There are differences in approach. Howard’s personal,
reflective tapestry found its subjects alone months or years after the event,
and watched them organising themselves into a community of the bereaved. Rice’s
is briskly structural and immediate, taking a sample group of couples either
undergoing stillborn pregnancies or trying again in their wake, and showing us
the safety nets placed around them by institutions such as UCLH and Rosie’s in
Cambridge. Nothing swaddles the pain of an ultrasound discovering that one of
expected twins no longer has a heartbeat – the most wrenching sequence here –
but Rice also hears out midwives and obstetricians you’d want at your bedside,
and who extend the field of inquiry into the political by pointing out serious
shortfalls in funding and staff levels.
Bearing the C4 logo and an Amanda Holden voiceover, its essence is televisual, although there’s clearly no honest way to dress these tragedies up.
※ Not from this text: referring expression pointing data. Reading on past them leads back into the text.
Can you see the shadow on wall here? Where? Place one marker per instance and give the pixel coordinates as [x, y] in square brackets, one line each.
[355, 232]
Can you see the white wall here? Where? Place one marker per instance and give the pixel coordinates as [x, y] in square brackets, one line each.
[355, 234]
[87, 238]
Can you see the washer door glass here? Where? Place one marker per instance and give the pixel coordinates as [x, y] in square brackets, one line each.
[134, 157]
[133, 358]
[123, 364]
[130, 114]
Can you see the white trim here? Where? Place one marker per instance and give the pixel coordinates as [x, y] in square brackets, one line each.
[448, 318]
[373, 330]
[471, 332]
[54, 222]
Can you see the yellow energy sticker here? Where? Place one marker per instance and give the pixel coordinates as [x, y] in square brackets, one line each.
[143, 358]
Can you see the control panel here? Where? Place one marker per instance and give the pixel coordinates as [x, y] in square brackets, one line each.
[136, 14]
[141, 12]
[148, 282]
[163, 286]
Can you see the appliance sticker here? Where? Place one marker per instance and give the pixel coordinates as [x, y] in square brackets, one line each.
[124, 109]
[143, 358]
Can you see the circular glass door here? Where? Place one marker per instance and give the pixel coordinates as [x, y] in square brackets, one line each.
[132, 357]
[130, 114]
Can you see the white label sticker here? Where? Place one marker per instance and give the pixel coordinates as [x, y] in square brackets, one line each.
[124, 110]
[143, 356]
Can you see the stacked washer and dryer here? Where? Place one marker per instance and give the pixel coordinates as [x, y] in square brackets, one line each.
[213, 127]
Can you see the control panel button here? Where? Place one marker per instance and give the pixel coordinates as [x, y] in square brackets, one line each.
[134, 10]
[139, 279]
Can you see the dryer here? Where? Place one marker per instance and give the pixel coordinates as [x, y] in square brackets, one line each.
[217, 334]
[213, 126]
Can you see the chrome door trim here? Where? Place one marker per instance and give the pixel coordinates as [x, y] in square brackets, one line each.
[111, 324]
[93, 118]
Rice instead gathers fly-on-the-delivery-room-wall footage, and close-ups of her subjects summoning immense inner strength, because she knows what these images communicate: simply that this is what happens, and this is how people get through it – because they do get through it. We’re at the start of a long-overdue conversation, but Rice enters it with the same tact and compassion she witnesses in those medical professionals her film elevates to the status of everyday heroes, wise enough to know they can’t make that pain vanish entirely, yet able to reassure us, and provide us with the facts we need to try and move ahead.
Child of Mine opens in selected cinemas from today.